Yesterday I attended the Industrial Strategy Green Paper 2017 presentation by the Secretary of State for Business, Energy and Industrial Strategy, The Rt. Hon. Greg Clark.
The Minister proposed 10 pillars to building the modern industrial strategy, of particular relevance to me is supporting business to start and grow. The Minister also stressed the importance of SMEs and driving growth across the country, as well as upgrading infrastructure (particularly topical on the day of Storm Doris), transferring skills, research and knowledge into development & commercial success.

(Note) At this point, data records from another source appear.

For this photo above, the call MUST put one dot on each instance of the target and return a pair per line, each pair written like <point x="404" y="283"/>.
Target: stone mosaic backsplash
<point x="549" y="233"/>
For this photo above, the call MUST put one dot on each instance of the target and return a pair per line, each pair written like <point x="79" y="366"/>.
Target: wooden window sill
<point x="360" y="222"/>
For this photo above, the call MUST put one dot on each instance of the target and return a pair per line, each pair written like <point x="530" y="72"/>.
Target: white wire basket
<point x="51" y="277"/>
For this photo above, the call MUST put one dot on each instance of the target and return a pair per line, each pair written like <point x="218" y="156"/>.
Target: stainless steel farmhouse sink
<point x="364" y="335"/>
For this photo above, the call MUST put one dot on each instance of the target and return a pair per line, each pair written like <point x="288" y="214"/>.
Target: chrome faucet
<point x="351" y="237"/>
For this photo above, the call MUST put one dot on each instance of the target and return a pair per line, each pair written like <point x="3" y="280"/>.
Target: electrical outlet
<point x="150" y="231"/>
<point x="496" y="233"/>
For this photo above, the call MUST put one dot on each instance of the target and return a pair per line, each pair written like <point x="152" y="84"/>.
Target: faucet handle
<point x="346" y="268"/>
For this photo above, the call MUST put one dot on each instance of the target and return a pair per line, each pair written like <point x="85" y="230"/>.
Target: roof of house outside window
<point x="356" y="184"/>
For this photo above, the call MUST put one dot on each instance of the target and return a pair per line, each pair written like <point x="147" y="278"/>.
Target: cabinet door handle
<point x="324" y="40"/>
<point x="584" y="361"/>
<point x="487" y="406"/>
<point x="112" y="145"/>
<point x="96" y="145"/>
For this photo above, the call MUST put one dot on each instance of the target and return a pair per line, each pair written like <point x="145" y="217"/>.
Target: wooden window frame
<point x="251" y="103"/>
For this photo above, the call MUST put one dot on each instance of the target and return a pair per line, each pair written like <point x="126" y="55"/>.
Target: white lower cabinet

One thing he mentioned which particularly resonated with me was the barriers to scale up in the “start-up” world. Personally, I feel the UK offers one of the easiest environments in the world to start up. To begin with, social “safety net” such as the NHS and strong legal frameworks make the risk barrier for individuals much lower from the outset, which many of us take for granted completely. This cannot be said for other countries such as China and Iran (both have extremely vibrant start-up scenes and attract huge amount of investor attention). If you are inclined to start up a business, there is a wealth of support networks in the UK to make you feel encouraged – a little bit of research and initiative will suffice to get you the relevant information, service providers, motivational speaker events, online and offline communities. Even funding is actually quite ample in the UK if you look to the right places. Start-up loans and grants in the UK compare favourably internationally. Tax incentives, in particular the Seed Enterprise Investment Scheme and Enterprise Investment Scheme (SEIS/EIS) are second to none. In the words of one angel investor: “With the SEIS/EIS that is quite unique in the UK, if you cannot get funded here for your start-up, it really isn’t anyone else’s fault – your proposition is flawed.”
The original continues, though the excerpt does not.